UNA pizza dalla Boutella al mattino è sempre bella, ma quando la Boutella vien di sera, una fracca di botte in fazza di spera.
Boutella : pura poesia di menare.
Spero via sia più Boutella in futuro.
Che mondo sarebbe senza Boutella? (scusate, qualcuno doveva dirla)
Ma i pensieri troppo dolci su di lei possono far male, la Boutella non è Nutella
Boutello Bautista il primo maschietto
Bautista Boutella la prima femminuccia
Gli altri fratellini: Batista, Bomb, Nutella, Bella, tutti col doppio cognome (però Boutella per primo e Bautista per secondo)
Visto in aereo… boh
Avete vagliato la possibilità di un figlio piccolo come la Boutella e bello come Bautista? Però catiiiiivo….
Praticamente Iko Uwais o Tony Jaa.
Visto ieri, a me pare un compitino svolto svogliatamente con dentro tanti clichè che però non risolvono la questione: è un film di menare, è un film distopico, vuole essere entrambi? Alla fine non è nulla di tutto ciò.
il ruolo della Foster è tagliato con l’accetta (neanche ben affilata), Bautista usato meno di quanto bisognerebbe, il personaggio di Charlie Day è insulso (sempre sopra le righe come in Pacific Rim ma senza far ridere), Zachary Quinto pare quello che gioca a NomiCittàAnimali con le Coliche.
L’ho visto con biglietti omaggio e nonostante questo ho avuto forte la sensazione di aver sprecato tempo.
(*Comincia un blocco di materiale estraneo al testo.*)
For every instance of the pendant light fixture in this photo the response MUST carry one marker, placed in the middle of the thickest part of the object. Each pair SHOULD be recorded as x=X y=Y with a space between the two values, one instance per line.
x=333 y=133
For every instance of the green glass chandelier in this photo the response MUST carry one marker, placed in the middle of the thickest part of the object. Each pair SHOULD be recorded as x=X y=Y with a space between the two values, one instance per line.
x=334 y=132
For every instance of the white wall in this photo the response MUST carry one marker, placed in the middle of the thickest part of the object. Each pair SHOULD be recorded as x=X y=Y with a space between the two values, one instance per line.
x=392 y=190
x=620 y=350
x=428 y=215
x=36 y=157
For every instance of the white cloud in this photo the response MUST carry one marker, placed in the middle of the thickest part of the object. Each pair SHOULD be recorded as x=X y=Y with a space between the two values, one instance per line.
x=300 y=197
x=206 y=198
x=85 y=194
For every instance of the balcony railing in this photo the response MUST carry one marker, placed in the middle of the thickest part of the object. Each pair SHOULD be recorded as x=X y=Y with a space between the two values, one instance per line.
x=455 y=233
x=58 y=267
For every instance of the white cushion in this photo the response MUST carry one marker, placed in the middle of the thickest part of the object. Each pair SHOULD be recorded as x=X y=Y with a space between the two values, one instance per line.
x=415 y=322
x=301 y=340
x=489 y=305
Mah! Giudizio totalmente negativo. si salva solo la Boutella ma perchè è la Boutella
Qualcuno mi spiega come questo film da domenica pomeriggio è stato graziato da un cast della madonna come questo?
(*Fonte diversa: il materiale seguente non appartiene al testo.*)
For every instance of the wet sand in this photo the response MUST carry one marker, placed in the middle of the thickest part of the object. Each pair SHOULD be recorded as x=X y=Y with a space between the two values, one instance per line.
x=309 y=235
al netto del cast…un film tra l’orribile e l’inspiegabile
Arrivo in enorme ritardo, e mi leggo la recensione dopo aver visto l’opera.
Non è un capolavoro, ma non è neanche una schifezza…ha un cast decisamente migliore del film che è, però non lo boccio del tutto.
Si, a volte è un po’ un cliché però io mi son divertito.
Ma se hai Batista devi farlo menare moooolto di più.